The conditions around the Burger King takeover of Tim Hortons were driven by public expectations and not necessarily by government, according to Industry Minister James Moore.
On CBC Radio's The House, Moore said the desire of Canadians to know about how a business transaction will affect a local franchise and its commitment to the community influences the conditions negotiated in a deal and whether they are made public.
"People actually want to know these details. It's not that the government forces this kind of detail, but very often firms, recognizing the market in which they're entering … the consumers, the public in those markets. are looking for a certain degree of detail, and that's the circumstance here," he said.
On Thursday the federal government approved Burger King's takeover of Tim Hortons, but with conditions intended to protect jobs and the coffee chain's brand.
Conditions include Canadian headquarters and no job cuts
In a statement, Industry Minister James Moore said Burger King agreed to the following conditions:
- To keep 100 per cent of Tim Hortons employees at franchises across Canada and to preserve all of Tim Hortons' charitable work.
- To accelerate the opening of new Tim Hortons restaurants in the U.S. and globally.
- To establish the headquarters of the new company in Oakville, Ont., and to list the company on the Toronto Stock Exchange.
- To manage Tim Hortons as a distinct brand, without co-branding of any locations in Canada or in the U.S.
- To maintain the Canadian franchisee rent and royalty structure at current levels for five years.
- To ensure Canadians represent at least 50 per cent of the membership of the Tim Hortons brand board of directors.
The merged company becomes the third-largest fast food company in the world, with sales totalling $23 billion annually.
Critics of the deal had argued that the merger might lead to layoffs at Tim Hortons and cause harm to Canada's interests.
How the government will enforce these conditions is unclear.
When asked about it on The House, Moore cited the case involving U.S. Steel in Hamilton.

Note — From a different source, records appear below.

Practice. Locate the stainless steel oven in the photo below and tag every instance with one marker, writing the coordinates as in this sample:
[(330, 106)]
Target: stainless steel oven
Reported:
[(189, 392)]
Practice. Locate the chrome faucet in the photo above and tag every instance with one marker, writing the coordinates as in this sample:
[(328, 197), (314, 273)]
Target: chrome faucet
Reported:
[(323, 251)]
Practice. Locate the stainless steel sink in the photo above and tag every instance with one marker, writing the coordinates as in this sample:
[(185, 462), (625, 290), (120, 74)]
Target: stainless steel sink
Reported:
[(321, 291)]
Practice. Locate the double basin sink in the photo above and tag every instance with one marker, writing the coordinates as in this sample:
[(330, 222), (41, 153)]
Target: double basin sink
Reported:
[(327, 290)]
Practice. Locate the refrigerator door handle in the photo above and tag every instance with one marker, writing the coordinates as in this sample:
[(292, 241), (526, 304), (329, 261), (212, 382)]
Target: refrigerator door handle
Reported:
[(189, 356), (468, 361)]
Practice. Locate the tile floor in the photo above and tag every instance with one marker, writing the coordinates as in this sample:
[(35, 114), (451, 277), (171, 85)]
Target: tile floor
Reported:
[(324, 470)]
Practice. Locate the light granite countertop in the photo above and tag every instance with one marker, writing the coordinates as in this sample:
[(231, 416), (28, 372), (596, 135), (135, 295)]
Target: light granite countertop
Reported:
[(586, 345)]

He said that when the company was not fulfilling the commitments it had agreed to, Ottawa took the company to court and won.
"Those conditions were then held, and those job commitments and the specificity that was outlined in that agreement was sustained and was enforced," he said.
The Canadian company Stelco was taken over by U.S. Steel in 2007. The federal government tried to fine U.S. Steel in 2009 for breaking job protection promises.
The government settled with the company after a two-year court battle in 2011, with the guarantee that it would operate both the Lake Erie and Hamilton plant until 2015. It also had to spend $250 million in capital investment.
Currently U.S. Steel is restructuring. It sought bankruptcy protection in September. Documents filed with the bankruptcy court state that U.S. Steel Canada plans to sell its Hamilton and Nanticoke plants by next October.